Fundamentally, Unitarian Universalism is, and always has been, a humanist faith.  By this I don’t mean that we are atheists at heart, although, of course, some of us are.  Humanism has taken many forms – from a religious Christian humanism to a secular transhumanism.  So, saying that a person, or a faith tradition, is “humanist” doesn’t really tell you all that much about their understanding of, “the sacred and the holy.”  Well, actually, that’s not completely true.  All forms of humanism stress that here – this place, this world, this universe, this “sphere of human experience,” if you will – is in-and-of-itself both sacred and holy, needing nothing out there to bless all that is right here.  There’s a great line in a litany about what our faith does, and doesn’t, affirm – “it is more important to get heaven into people now, than to get people into heaven later.”  Whatever may or may not come next, this world is where the action is.  That’s humanism, and that’s foundational to our movement.

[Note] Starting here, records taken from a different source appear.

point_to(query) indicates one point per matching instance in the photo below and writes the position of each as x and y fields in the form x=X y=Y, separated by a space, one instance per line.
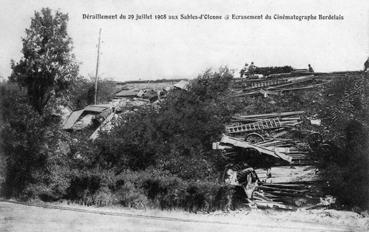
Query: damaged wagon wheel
x=254 y=138
x=314 y=140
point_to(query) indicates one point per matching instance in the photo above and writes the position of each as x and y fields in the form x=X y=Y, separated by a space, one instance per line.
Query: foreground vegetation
x=160 y=155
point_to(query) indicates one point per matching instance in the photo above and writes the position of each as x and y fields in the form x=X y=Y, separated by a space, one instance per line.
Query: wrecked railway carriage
x=269 y=154
x=272 y=146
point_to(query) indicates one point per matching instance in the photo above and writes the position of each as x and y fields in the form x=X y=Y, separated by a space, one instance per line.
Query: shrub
x=346 y=165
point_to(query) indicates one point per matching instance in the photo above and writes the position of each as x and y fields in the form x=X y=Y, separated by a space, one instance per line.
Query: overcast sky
x=155 y=49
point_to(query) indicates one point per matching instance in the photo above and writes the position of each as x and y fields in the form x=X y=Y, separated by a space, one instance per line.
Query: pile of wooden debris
x=278 y=149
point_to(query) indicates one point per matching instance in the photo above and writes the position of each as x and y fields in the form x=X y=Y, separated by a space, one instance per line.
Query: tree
x=345 y=113
x=47 y=67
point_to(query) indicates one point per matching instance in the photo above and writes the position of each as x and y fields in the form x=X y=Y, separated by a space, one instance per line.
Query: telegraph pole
x=97 y=65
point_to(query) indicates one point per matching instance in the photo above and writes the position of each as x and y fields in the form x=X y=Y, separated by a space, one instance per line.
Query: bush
x=176 y=136
x=346 y=165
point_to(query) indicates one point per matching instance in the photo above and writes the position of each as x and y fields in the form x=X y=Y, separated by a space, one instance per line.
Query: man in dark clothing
x=366 y=65
x=310 y=68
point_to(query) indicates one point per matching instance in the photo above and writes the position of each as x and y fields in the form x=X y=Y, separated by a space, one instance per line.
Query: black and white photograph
x=184 y=115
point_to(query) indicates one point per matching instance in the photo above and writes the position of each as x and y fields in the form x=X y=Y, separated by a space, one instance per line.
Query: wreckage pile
x=277 y=84
x=278 y=147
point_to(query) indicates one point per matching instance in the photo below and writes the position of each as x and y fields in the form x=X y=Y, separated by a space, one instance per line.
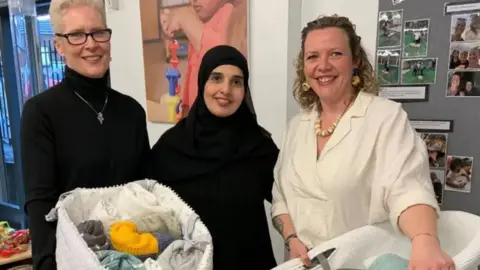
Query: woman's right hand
x=299 y=250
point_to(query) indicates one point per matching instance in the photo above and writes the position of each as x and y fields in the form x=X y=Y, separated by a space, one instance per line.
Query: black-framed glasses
x=79 y=38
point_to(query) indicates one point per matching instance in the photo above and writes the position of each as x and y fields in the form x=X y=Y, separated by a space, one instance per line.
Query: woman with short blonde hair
x=80 y=132
x=350 y=158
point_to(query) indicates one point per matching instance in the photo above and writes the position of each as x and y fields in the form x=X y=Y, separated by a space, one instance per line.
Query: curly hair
x=368 y=82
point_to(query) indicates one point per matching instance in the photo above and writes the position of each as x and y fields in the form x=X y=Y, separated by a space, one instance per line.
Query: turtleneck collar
x=92 y=89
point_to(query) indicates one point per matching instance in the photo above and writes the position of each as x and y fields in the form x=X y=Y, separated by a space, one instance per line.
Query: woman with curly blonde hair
x=350 y=158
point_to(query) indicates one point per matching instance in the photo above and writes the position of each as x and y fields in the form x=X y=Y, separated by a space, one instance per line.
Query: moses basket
x=73 y=253
x=459 y=235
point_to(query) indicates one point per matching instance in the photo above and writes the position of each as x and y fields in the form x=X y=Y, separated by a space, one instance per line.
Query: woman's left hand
x=427 y=255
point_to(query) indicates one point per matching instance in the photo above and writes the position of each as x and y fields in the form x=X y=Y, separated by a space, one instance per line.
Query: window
x=13 y=93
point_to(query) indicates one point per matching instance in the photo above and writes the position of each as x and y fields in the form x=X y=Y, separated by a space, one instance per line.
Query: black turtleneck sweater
x=64 y=146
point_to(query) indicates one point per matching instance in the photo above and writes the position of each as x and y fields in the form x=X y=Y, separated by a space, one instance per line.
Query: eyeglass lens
x=80 y=38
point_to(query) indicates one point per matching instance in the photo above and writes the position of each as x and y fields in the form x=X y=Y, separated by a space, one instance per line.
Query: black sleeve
x=144 y=146
x=38 y=169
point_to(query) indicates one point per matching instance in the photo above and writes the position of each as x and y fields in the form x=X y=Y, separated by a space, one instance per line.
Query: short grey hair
x=59 y=7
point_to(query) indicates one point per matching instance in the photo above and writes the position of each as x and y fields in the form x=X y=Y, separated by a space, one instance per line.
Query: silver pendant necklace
x=99 y=114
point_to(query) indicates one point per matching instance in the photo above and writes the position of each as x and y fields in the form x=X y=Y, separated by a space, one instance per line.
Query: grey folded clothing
x=93 y=234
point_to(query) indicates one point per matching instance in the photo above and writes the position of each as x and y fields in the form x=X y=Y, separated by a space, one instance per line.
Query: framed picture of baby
x=176 y=34
x=438 y=182
x=437 y=148
x=461 y=83
x=465 y=42
x=459 y=174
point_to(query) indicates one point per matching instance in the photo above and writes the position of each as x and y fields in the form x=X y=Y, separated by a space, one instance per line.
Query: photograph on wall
x=459 y=173
x=464 y=84
x=396 y=2
x=419 y=71
x=173 y=47
x=437 y=148
x=390 y=25
x=388 y=66
x=464 y=56
x=415 y=38
x=438 y=182
x=465 y=27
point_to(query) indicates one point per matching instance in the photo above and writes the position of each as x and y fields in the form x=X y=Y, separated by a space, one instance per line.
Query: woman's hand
x=299 y=250
x=427 y=255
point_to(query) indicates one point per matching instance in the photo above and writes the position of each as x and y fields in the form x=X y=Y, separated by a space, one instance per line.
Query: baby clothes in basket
x=133 y=202
x=153 y=208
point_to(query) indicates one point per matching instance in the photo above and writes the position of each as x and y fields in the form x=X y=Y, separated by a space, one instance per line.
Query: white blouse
x=373 y=167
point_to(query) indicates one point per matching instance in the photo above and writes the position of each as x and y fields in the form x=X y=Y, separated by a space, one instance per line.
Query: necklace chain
x=329 y=131
x=100 y=113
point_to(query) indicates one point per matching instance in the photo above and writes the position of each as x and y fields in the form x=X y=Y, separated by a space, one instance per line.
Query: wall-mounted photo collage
x=402 y=62
x=447 y=172
x=463 y=78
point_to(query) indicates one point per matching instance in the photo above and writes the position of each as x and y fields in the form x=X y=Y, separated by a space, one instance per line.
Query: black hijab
x=202 y=142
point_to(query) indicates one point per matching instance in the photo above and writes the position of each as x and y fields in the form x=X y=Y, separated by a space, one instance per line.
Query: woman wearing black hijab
x=220 y=161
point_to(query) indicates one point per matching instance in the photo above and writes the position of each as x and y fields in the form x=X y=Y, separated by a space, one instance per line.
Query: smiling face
x=224 y=90
x=455 y=82
x=328 y=63
x=205 y=9
x=92 y=58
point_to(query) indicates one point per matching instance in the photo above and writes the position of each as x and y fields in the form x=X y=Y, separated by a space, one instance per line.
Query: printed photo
x=459 y=173
x=396 y=2
x=173 y=48
x=415 y=38
x=390 y=28
x=437 y=149
x=464 y=55
x=419 y=71
x=463 y=84
x=438 y=182
x=465 y=27
x=388 y=66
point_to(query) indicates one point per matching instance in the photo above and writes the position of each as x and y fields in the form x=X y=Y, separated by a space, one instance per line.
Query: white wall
x=275 y=39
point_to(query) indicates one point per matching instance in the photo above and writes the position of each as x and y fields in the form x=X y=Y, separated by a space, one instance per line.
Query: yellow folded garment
x=125 y=238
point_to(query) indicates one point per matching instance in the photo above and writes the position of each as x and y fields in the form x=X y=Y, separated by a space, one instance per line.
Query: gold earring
x=355 y=80
x=306 y=86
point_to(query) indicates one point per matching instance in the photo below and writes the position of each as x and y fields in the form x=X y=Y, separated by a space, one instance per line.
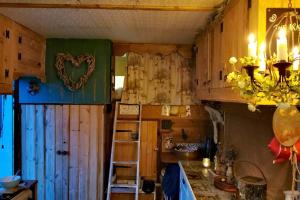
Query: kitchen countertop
x=201 y=181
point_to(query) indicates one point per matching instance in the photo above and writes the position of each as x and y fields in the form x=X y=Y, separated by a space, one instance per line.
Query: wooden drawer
x=30 y=53
x=142 y=196
x=6 y=49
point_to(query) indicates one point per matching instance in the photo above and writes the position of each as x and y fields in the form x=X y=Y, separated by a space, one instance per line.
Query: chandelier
x=271 y=75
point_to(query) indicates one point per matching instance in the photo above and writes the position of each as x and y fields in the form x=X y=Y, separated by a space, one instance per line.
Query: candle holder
x=206 y=162
x=250 y=72
x=282 y=69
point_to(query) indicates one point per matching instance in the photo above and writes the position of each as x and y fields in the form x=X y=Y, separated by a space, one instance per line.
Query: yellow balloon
x=286 y=125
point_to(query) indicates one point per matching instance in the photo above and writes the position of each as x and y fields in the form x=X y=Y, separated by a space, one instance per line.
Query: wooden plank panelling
x=65 y=147
x=40 y=145
x=84 y=142
x=74 y=141
x=50 y=152
x=74 y=129
x=119 y=49
x=93 y=164
x=58 y=158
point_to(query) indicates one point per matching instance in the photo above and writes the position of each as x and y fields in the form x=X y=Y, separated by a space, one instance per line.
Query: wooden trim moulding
x=119 y=49
x=108 y=6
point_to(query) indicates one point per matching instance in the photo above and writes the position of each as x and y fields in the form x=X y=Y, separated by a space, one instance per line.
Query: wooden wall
x=250 y=133
x=79 y=130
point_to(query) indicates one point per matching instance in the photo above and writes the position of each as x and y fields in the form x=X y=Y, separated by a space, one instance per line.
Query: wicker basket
x=250 y=187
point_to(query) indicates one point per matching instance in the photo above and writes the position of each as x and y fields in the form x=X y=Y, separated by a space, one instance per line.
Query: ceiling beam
x=109 y=6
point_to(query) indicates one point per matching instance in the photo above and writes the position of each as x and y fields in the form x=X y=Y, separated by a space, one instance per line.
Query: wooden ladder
x=125 y=188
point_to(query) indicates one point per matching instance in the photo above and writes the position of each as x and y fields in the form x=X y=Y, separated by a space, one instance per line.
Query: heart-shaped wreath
x=76 y=61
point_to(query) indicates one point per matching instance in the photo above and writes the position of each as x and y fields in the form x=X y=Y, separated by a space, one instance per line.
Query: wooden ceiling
x=137 y=21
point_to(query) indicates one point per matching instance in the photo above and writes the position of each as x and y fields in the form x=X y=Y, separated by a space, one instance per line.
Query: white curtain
x=158 y=80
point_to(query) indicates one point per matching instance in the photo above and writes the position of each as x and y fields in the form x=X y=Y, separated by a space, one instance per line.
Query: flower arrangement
x=264 y=85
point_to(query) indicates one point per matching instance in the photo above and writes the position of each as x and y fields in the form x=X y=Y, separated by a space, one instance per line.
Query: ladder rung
x=128 y=121
x=124 y=185
x=126 y=141
x=122 y=190
x=125 y=162
x=124 y=131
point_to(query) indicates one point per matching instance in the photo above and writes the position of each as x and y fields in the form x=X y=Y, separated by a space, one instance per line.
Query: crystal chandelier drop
x=271 y=76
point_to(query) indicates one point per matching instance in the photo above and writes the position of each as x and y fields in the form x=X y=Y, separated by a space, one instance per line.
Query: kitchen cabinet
x=148 y=150
x=223 y=39
x=22 y=53
x=185 y=191
x=6 y=47
x=29 y=54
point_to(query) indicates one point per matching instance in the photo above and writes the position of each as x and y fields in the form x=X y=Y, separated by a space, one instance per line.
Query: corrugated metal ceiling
x=137 y=26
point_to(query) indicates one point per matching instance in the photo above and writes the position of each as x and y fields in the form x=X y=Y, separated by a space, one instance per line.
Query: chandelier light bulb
x=282 y=52
x=296 y=58
x=262 y=57
x=252 y=45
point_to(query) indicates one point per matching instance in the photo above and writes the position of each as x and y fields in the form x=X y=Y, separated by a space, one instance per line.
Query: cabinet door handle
x=183 y=181
x=64 y=153
x=6 y=73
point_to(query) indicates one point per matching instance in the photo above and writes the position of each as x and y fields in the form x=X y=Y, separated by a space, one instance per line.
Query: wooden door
x=148 y=157
x=62 y=147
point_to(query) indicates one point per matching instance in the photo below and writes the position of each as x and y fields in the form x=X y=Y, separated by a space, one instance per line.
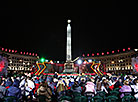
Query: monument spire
x=68 y=51
x=69 y=65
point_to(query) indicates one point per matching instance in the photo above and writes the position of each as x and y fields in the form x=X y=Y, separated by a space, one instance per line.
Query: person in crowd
x=29 y=88
x=61 y=88
x=98 y=83
x=125 y=88
x=118 y=84
x=135 y=88
x=2 y=90
x=76 y=87
x=104 y=86
x=71 y=82
x=44 y=91
x=36 y=85
x=14 y=91
x=8 y=83
x=90 y=87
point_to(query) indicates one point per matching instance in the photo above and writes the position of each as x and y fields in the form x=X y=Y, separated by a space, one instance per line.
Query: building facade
x=19 y=61
x=116 y=62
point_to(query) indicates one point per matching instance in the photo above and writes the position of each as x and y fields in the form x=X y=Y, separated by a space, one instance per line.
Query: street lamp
x=79 y=61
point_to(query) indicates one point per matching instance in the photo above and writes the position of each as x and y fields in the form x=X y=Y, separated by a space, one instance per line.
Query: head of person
x=126 y=82
x=120 y=80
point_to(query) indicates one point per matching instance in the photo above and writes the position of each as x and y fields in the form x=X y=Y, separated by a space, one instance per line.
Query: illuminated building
x=19 y=61
x=115 y=61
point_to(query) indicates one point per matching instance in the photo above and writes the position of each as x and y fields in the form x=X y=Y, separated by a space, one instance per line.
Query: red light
x=107 y=52
x=92 y=54
x=2 y=49
x=113 y=51
x=5 y=49
x=12 y=50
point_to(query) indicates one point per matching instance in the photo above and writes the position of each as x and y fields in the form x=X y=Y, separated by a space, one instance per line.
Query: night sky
x=40 y=27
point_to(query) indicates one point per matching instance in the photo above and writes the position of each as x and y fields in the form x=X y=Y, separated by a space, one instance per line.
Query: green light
x=42 y=59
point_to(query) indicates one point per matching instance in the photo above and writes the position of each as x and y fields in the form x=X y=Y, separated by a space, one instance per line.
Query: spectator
x=76 y=87
x=90 y=86
x=45 y=91
x=2 y=89
x=125 y=88
x=118 y=84
x=14 y=91
x=135 y=88
x=104 y=86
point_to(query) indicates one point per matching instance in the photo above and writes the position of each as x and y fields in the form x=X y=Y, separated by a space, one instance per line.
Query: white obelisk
x=68 y=56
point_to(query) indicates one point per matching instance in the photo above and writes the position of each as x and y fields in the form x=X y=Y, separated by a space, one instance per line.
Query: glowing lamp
x=90 y=60
x=51 y=62
x=46 y=60
x=92 y=54
x=79 y=61
x=12 y=51
x=42 y=59
x=2 y=49
x=107 y=53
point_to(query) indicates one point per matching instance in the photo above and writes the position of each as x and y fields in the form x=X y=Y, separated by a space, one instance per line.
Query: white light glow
x=79 y=61
x=90 y=60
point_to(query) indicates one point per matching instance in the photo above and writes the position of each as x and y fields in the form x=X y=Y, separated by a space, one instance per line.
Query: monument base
x=68 y=67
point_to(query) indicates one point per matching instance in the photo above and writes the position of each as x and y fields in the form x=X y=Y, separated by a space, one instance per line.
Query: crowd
x=81 y=88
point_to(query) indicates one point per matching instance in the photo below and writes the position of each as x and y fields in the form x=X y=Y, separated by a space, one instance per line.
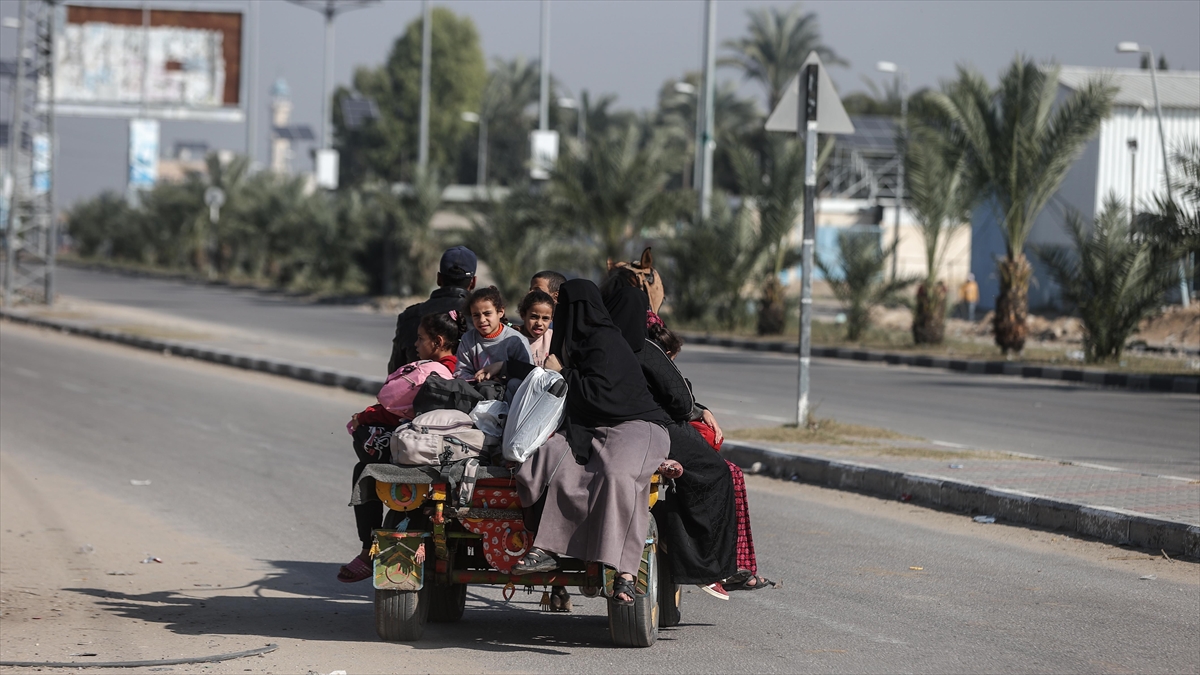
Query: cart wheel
x=637 y=626
x=669 y=593
x=447 y=603
x=400 y=615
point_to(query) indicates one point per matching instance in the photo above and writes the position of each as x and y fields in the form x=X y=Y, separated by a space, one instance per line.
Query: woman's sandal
x=745 y=585
x=623 y=586
x=537 y=560
x=358 y=569
x=559 y=599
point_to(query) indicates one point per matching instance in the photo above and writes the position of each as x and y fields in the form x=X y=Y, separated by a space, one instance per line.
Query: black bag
x=445 y=394
x=491 y=389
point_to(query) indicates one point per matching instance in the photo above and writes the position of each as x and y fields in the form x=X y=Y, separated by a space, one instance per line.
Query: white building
x=1104 y=167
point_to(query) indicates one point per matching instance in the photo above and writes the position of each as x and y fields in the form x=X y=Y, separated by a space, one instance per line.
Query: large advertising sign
x=145 y=63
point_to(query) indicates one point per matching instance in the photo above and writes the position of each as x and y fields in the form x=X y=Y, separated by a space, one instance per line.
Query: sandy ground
x=72 y=583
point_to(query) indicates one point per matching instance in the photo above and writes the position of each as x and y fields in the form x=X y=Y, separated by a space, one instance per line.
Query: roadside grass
x=160 y=332
x=821 y=431
x=826 y=334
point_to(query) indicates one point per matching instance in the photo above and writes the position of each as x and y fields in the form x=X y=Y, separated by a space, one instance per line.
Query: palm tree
x=775 y=49
x=733 y=118
x=1019 y=143
x=777 y=192
x=940 y=203
x=1173 y=227
x=711 y=262
x=611 y=187
x=1109 y=276
x=861 y=285
x=515 y=237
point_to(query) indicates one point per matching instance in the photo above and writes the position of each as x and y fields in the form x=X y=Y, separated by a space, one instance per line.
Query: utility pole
x=1132 y=143
x=15 y=132
x=544 y=67
x=707 y=144
x=423 y=159
x=807 y=131
x=252 y=85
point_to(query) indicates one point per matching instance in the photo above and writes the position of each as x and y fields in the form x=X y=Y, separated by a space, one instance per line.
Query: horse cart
x=477 y=539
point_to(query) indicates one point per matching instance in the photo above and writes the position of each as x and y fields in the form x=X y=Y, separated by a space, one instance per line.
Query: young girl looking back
x=437 y=338
x=489 y=341
x=538 y=311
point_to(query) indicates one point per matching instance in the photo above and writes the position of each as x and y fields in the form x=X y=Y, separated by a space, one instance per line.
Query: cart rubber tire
x=670 y=593
x=400 y=615
x=637 y=626
x=447 y=603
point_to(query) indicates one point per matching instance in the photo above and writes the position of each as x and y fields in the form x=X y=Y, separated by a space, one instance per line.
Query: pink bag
x=400 y=389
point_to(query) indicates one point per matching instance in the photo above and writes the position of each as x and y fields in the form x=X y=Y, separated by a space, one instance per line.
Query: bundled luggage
x=535 y=412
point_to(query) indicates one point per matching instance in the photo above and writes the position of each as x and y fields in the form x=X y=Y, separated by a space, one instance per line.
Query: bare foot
x=671 y=469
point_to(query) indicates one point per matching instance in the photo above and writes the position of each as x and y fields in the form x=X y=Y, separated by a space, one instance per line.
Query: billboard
x=143 y=154
x=145 y=63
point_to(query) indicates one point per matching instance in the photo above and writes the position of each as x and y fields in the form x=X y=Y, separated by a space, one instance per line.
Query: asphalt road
x=1134 y=430
x=262 y=465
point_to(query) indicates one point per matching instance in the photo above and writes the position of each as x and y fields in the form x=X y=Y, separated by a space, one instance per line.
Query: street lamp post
x=706 y=143
x=689 y=89
x=481 y=120
x=889 y=67
x=329 y=9
x=1134 y=48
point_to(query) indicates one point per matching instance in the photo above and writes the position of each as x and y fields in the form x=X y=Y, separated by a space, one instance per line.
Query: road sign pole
x=807 y=130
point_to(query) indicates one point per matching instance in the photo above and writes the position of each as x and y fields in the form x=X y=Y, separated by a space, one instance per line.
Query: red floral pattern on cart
x=504 y=541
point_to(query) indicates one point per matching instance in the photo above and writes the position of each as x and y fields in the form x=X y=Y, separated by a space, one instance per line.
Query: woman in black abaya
x=697 y=523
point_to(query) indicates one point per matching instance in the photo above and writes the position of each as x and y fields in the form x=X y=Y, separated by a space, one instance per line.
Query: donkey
x=641 y=273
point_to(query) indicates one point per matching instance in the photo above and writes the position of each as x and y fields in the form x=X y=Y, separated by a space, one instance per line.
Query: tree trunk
x=929 y=320
x=1012 y=304
x=772 y=308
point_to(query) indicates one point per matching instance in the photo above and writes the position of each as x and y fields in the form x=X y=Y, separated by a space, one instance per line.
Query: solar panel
x=357 y=112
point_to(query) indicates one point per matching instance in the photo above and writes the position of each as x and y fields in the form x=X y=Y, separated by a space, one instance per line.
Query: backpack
x=437 y=437
x=402 y=386
x=438 y=393
x=537 y=411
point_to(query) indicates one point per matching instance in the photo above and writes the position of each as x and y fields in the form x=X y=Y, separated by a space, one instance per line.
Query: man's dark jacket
x=403 y=345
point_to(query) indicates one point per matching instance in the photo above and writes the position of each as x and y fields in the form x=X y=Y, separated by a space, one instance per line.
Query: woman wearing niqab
x=699 y=523
x=593 y=479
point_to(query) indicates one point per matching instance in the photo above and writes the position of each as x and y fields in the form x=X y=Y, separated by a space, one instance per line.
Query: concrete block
x=1103 y=524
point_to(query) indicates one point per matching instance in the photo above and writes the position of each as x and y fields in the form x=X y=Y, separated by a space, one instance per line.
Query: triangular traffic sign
x=832 y=117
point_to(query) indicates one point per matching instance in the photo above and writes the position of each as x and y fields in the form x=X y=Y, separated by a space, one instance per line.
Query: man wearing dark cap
x=456 y=278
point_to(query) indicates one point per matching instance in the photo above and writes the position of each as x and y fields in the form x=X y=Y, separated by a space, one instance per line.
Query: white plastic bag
x=490 y=417
x=537 y=411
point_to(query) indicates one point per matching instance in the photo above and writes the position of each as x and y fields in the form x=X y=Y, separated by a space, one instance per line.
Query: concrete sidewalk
x=1123 y=507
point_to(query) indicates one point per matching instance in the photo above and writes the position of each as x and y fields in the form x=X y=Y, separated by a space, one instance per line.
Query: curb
x=1171 y=383
x=258 y=364
x=1013 y=506
x=1107 y=524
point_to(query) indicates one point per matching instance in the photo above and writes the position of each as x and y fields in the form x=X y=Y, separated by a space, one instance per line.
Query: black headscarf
x=627 y=305
x=605 y=381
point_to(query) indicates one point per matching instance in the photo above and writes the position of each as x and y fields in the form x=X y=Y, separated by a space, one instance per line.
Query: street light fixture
x=1134 y=48
x=891 y=67
x=481 y=120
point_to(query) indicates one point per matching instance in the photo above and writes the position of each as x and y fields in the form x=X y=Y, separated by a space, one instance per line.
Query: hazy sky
x=631 y=47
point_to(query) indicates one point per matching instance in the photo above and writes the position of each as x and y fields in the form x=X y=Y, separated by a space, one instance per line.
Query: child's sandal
x=622 y=586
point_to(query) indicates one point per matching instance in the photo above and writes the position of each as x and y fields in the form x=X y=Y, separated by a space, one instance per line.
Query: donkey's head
x=642 y=274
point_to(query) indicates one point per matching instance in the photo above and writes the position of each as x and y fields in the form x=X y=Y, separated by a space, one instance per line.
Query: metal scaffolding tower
x=29 y=227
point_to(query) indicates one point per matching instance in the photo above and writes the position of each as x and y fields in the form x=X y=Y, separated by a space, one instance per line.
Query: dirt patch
x=1176 y=327
x=820 y=431
x=72 y=583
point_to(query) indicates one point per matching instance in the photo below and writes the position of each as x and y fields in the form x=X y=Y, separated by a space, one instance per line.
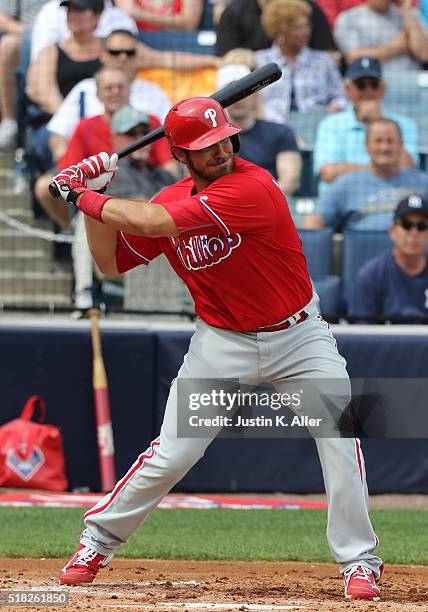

And it’s because our faith tradition teaches that “this world is where the action is” that we, as a people, have always been drawn to the work of resisting injustice.  We look around us and see all the work there is to do.  To paraphrase the words of the poet Adrienne Rich (that you can find in the back of our hymnal at #463):
[Our hearts are] moved by all [we] cannot save:so much has been destroyed
[we] have to cast [our] lot with thosewho age after age, perversely,with no extraordinary power
reconstitute the world.
So much has been destroyed – so much is being destroyed – and looking around ourselves we and our forebears have seen this and are compelled to act.  And we are compelled to act because of one other aspect of our faith tradition’s teachings – that Love is our foundation, our “ground of being.”

So when we look around us at all that we cannot save, all that has been destroyed and is being destroyed, we do so through eyes of Love and we are compelled by Love to do something.  We are compelled to resist the injustices we see – it’s what we’ve always done and what we’re doing now, and what I fully expect Unitarian Universalists will keep doing as long as we last.

Now … there are those who say that every sermon should end on an uplifting note, or a charge to action, or, as Arthur likes to put it, a “so what?”.  I guess I’d have to say that this sermon is going to end on an “I thought you ought to know.”  I thought you ought to know that our Unitarian Universalist tradition has a long and storied history, an incredible story of a people who can inspire and make us proud.  I thought you ought to know that we are part of something, friends, that’s larger than any of us, larger even than TJMC.  This community is part of something larger than itself – a community that stretches far into the past and will extend far into the future.  And that community has always been on the frontlines, always been resisting injustice, always been striving to create a world of freedom and justice for everyone without exception.  We are a part of that.  We are a part of that.